Two senior executives associated with collapsed crypto exchange FTX have pleaded guilty to multiple criminal charges and are cooperating with federal prosecutors, according to unsealed court records. Additionally, the pair face civil fraud charges from the Securities and Exchange Commission that were announced Wednesday night.
Gary Wang, the co-founder of FTX, and Caroline Ellison, who served as CEO of the hedge fund Alameda Research, pleaded guilty to multiple counts of conspiracy and fraud for their roles in the fraud scheme that led to the collapse of the crypto-trading platform.
Damian Williams, the US attorney for the Southern District of New York, announced the charges in a video message Wednesday night. In a brief statement, he reiterated that the investigation is still ongoing, noting specifically that these new charges in the case are not the last.
Ilan Graff, an attorney for Wang, said: “Gary has accepted responsibility for his actions and takes seriously his obligations as a cooperating witness.” Wang has already appeared in court for his guilty plea.
Ellison’s attorneys could not be immediately reached for comment.
The charges were unsealed as Sam Bankman-Fried was enroute to the United States from the Bahamas, where he was arrested last week on an eight-count indictment for what Williams called one of the largest financial frauds in American history.

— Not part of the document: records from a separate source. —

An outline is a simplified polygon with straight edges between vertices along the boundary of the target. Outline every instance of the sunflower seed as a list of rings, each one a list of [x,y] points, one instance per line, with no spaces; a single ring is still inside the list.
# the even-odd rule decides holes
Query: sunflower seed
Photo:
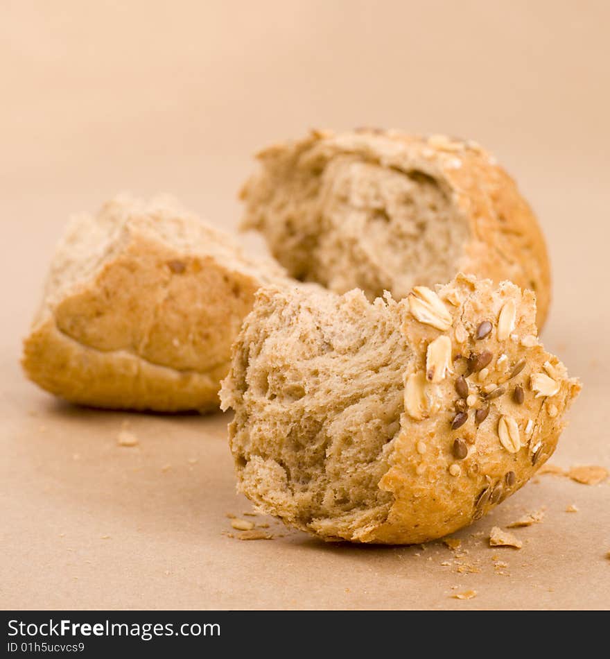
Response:
[[[485,339],[489,332],[491,331],[493,325],[489,320],[483,320],[482,323],[479,323],[479,326],[477,327],[477,331],[475,334],[476,338],[480,341],[482,339]]]
[[[458,412],[453,417],[453,420],[451,422],[451,429],[457,430],[458,428],[461,428],[467,420],[468,414],[466,412]]]
[[[539,442],[532,448],[532,464],[535,465],[542,453],[542,442]]]
[[[498,340],[505,341],[514,330],[516,307],[514,300],[509,300],[504,303],[498,318]]]
[[[510,375],[509,375],[508,379],[512,380],[514,377],[516,377],[519,373],[525,368],[525,360],[521,359],[518,361],[513,367],[512,370],[510,372]]]
[[[534,373],[530,379],[530,386],[536,392],[536,397],[554,396],[559,391],[559,385],[545,373]]]
[[[501,416],[498,422],[498,436],[500,443],[509,453],[516,453],[521,447],[519,427],[511,416]]]
[[[411,373],[405,385],[405,409],[412,418],[421,421],[428,412],[426,375],[424,371]]]
[[[448,336],[441,336],[428,345],[426,351],[426,377],[428,381],[437,384],[451,370],[451,341]]]
[[[420,323],[442,331],[451,327],[453,322],[451,314],[431,289],[416,286],[408,300],[411,313]]]

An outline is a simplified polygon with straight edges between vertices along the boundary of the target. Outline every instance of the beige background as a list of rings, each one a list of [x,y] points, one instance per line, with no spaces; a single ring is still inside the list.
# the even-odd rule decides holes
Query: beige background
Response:
[[[4,0],[0,13],[0,606],[610,607],[607,481],[543,477],[463,531],[475,574],[441,566],[440,545],[239,542],[221,535],[247,509],[227,418],[80,410],[18,366],[70,213],[168,191],[230,229],[270,142],[311,126],[446,132],[496,153],[548,237],[545,343],[585,387],[554,461],[610,466],[610,4]],[[137,448],[116,445],[128,418]],[[542,505],[520,551],[470,535]]]

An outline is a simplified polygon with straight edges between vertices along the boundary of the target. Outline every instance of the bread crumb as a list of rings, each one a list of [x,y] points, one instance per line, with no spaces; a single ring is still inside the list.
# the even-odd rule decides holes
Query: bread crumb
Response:
[[[476,597],[476,590],[464,590],[464,592],[456,592],[455,594],[451,595],[455,599],[472,599],[473,597]]]
[[[523,546],[523,543],[518,538],[499,527],[494,527],[489,532],[489,547],[514,547],[520,549]]]
[[[539,476],[543,476],[544,474],[552,474],[555,476],[565,476],[566,470],[563,467],[558,467],[557,465],[551,465],[549,463],[543,464],[536,472]]]
[[[572,467],[568,472],[568,477],[583,485],[597,485],[608,477],[608,470],[594,465]]]
[[[137,446],[140,440],[132,432],[123,427],[116,436],[116,443],[119,446]]]
[[[272,540],[270,533],[265,533],[263,531],[244,531],[237,536],[239,540]],[[278,536],[278,538],[283,536]]]
[[[462,540],[457,538],[444,538],[443,542],[450,549],[459,549]]]
[[[528,513],[523,517],[511,522],[506,525],[507,529],[516,529],[518,527],[531,527],[532,524],[539,524],[544,517],[544,511],[546,508],[541,508],[540,510],[534,511],[533,513]]]
[[[236,531],[252,531],[254,528],[253,522],[247,522],[246,520],[240,520],[239,517],[232,520],[231,526]]]

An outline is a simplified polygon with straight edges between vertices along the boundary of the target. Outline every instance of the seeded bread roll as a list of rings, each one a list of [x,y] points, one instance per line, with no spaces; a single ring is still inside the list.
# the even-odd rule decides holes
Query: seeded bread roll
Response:
[[[478,519],[552,454],[580,389],[535,315],[531,291],[462,274],[399,302],[261,289],[220,392],[239,489],[328,540]]]
[[[254,291],[284,277],[171,200],[117,198],[69,225],[25,341],[24,368],[81,404],[218,409],[231,343]]]
[[[258,155],[244,229],[297,279],[402,299],[458,272],[509,280],[550,300],[544,239],[514,181],[472,142],[396,130],[313,132]]]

Bankman-Fried waived his right to contest extradition on Wednesday and boarded a plane for the United States in the early evening.
Bankman-Fried is expected to appear before a judge in Manhattan on Thursday. Prosecutors and his attorneys have been in discussions about a bail package that would allow him to avoid detention, people familiar with the matter told CNN.
Wang cofounded FTX with Bankman-Fried in 2019 and also worked with him at his hedge fund Alameda Research. Ellison became CEO of Alameda in October 2021, according to court filings.
Prosecutors allege Bankman-Fried engaged in multiple fraudulent schemes. Among them, they allege that Bankman-Fried stole money from FTX customers to support Alameda, made investments in other companies, bought luxury real estate and donated tens of millions of dollars to political campaigns.
In letters dated Sunday, December 18, and signed the following day, Ellison and Wang agreed to plead guilty and cooperate with prosecutors.
Ellison is pleading guilty to seven counts, including wire fraud, conspiracy to commit money laundering, conspiracy to commit securities fraud, conspiracy to commit commodities fraud and conspiracy to commit wire fraud. She is charged with the same crimes as Bankman-Fried, except for the campaign finance charges.
Wang has agreed to plead guilty to four counts: wire fraud, conspiracy to commit wire fraud, conspiracy to commit commodities fraud and conspiracy to commit securities fraud.
“As I said last week this investigation is very much ongoing and it’s moving very quickly,” Williams said. “I also said last week’s announcement would not be our last and let me be clear, once again, neither is today’s.”
Duo also faces civil charges
Federal regulators also charged Ellison and Wang with playing starring roles in a years-long scheme to defraud FTX investors.
The Securities and Exchange Commission allege that Ellison and Wang actively participated in a “scheme to defraud” the investors. Between 2019 and 2022, Ellison manipulated the price of FTT, FTX’s security token, “at the direction of” Bankman-Fried, regulators alleged. The SEC said this manipulation was conducted by purchasing large quantities of FTT on the open market to prop up its price.
Regulators say this alleged manipulation inflated the holdings of Alameda, overstated the hedge fund’s balance sheet and “misled” investors about FTX’s risk exposure.
“When FTT and the rest of the house of cards collapsed, Mr. Bankman-Fried, Ms. Ellison, and Mr. Wang left investors holding the bag,” SEC Chairman Gary Gensler said in a statement.
Wang created FTX’s source code that allowed Alameda to divert FTX customer funds and Ellison used misappropriated funds for the hedge fund’s trading activity, according to the SEC.
“Ellison and Wang were active participants in the scheme to deceive FTX’s investors and engaged in conduct that was critical to its success,” the SEC said in a release.